Aspen Ideas panelists debate intention, application of Second Amendment
The Aspen Times
Two attorneys involved in the cultural debate over gun control have very different interpretations of the historical intention of the Second Amendment, but their thoughts on which regulations might improve safety aren’t that different.
Alan Gura, a constitutional-law attorney who helped win an influential case in 2008 in which the Supreme Court upheld an individual’s right to posses a firearm, and Michael Waldman, president of the Brennan Center for Justice at NYU School of Law, came at the issue from different angles in the Aspen Ideas Festival session “The Second Amendment: A Debate,” held Monday at the Hotel Jerome.
In light of a shooting at a historically black church in Charleston, South Carolina, that took nine lives less than two weeks ago, moderator Joe Nocera, a New York Times columnist, started off the session by asking the panelists if tragedies such as that event are part of the cost of the Second Amendment.
Gura responded by saying that violence is part of the human condition, citing events such as a 2011 attack on civilians in Norway, where gun ownership is prohibited.
“My belief, and people may disagree with this, … (is that) by enabling people to defend themselves, we can actually prevent violence,” Gura said.
Homicide by guns occurs in the U.S. at five times the rate it does in other developed countries, though, Waldman said.
The 2008 case that Gura appeared in interpreted the Second Amendment as protecting an individual’s right to gun ownership, but prior to that, it was always understood as emphasizing that right for the purposes of a “well-regulated militia,” Waldman said. The change concerns him, as he said that now, any form of gun regulation, no matter how reasonable, is seen as trampling a personal liberty.
But to Gura, the American founding fathers were attempting to ensure that no future government, being threatened by the people’s power, would try to take it away by removing their ability to defend themselves.
Waldman said it would be possible to look at gun regulations differently for different parts of the country, such as rural areas versus crowded, urban cities. However, Gura described a story of a cab driver in Chicago who was able to stop a shooter who was firing into the crowd by lawfully using his gun. According to Gura, there have been many other incidents similar to that since Illinois’ ban on concealed carry was overturned in 2013.
Nocera asked the two men what kind of gun regulations they would advocate. Violent people should not be entitled to gun ownership, and background checks, if they could be processed efficiently, would be appropriate, Gura said.
Gura also supported “place restrictions”: “No sane person would argue you should be able to get through TSA (with a gun) or through a metal detector where the president of the United States is speaking,” Gura said.
However, a federal study found that those kinds of regulations would not significantly prevent violence, given that there are other societal factors involved, he said.
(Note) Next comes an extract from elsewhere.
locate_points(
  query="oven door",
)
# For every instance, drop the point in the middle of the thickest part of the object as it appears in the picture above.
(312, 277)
Waldman disagreed.
“The Second Amendment is being waved as a flag to block common-sense laws … that would not make all the difference but would make some difference,” Waldman said.
Gura alleges that many gun-control activists are not just seeking regulation but rather see gun-control laws as stepping stones to eliminating the private ownership of firearms entirely.
Because of the 2008 case, it would be impossible for that to happen, Waldman said.
“There’s an emerging consensus that you can have an individual right but you can still have gun regulations,” he said.